Historicamente atribuiu-se limites ao poder absoluto dos proprietários devido aos abusos de direitos (feitos por eles) em cima dos trabalhadores e outros. Transformando a noção de direito subjetivo em real noção de “função social”, a propriedade não mais tem uma função social mas sim é uma finção social. Gerando a idéia de que o direito privado deve estar orientado pelo conceito de direito subjetivo, enquanto poder reconhecido a uma pessoa de impor a sua vontade ás demais.
Conhecido como “efetivas utilidades”, ou em outras palavras, a função social exige a compreensão da propriedade privada como um conjunto complexo de situações jurídicas reais, que englobam um conjunto de situações jurídicas subjetivas., nas quais se encontram tanto graus de publicismo quanto de privatismo. Isso explica que a propriedade não ppode ser considerada apensa como um bem do direito privado nem como um bem do direito público mas sim um aglomerado complexo de ambos.
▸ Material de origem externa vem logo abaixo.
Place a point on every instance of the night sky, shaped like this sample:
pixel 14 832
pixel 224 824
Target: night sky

Caracterizando essa propriedade não so como a propriedade de terra ou dos bens de produção mas também a propriedade imaterial e a propriedade empresarial. Não sendo apenas atribuidas funções negativas de limitações mas também positivas, de deveres, perante a propriedade.
Já no assunto de função social de posse, deve ser dito que o novo código possui não apenas uma concepçào abstrata mas sim uma noção autônoma. Além de mera ocupação do bem, conhecida como “posse qualificada”, há também a “posse-trabalho”, na qual vem acompanhada um ato criador do trabalho humano, que deve ser mais protegida do que a primeira.
2. A função social do contrato
No Direito dos Contratos, em conjunto com a boa-fé e a probidade, vigora o princípio: “A liberdade de contratar será exercida em razão e nos limites da função socialdo contrato”. Isso significa que os contratos utrapassam a mera esfera dos interesses individuais, pois está atribuido a eles também, e ao exercício do poder negocial, funções negativas (de limitação) e positivas (de deveres).
Os contratos sendo o instrumento fundamental de circulação de riquezas, ou de tranferência de riquezas, atual ou em potencial, desempenha sim uma função social. Visto que a circulação de riqueza, seja em pequena ou larga escala, não interessa somente a particulares mas a todos.
III. Bibliografia
· MARTINS-COSTA, Judith. Diretrizes teóricas do novo código civilbrasileiro. Editora Saraiva. São Paulo. 2002.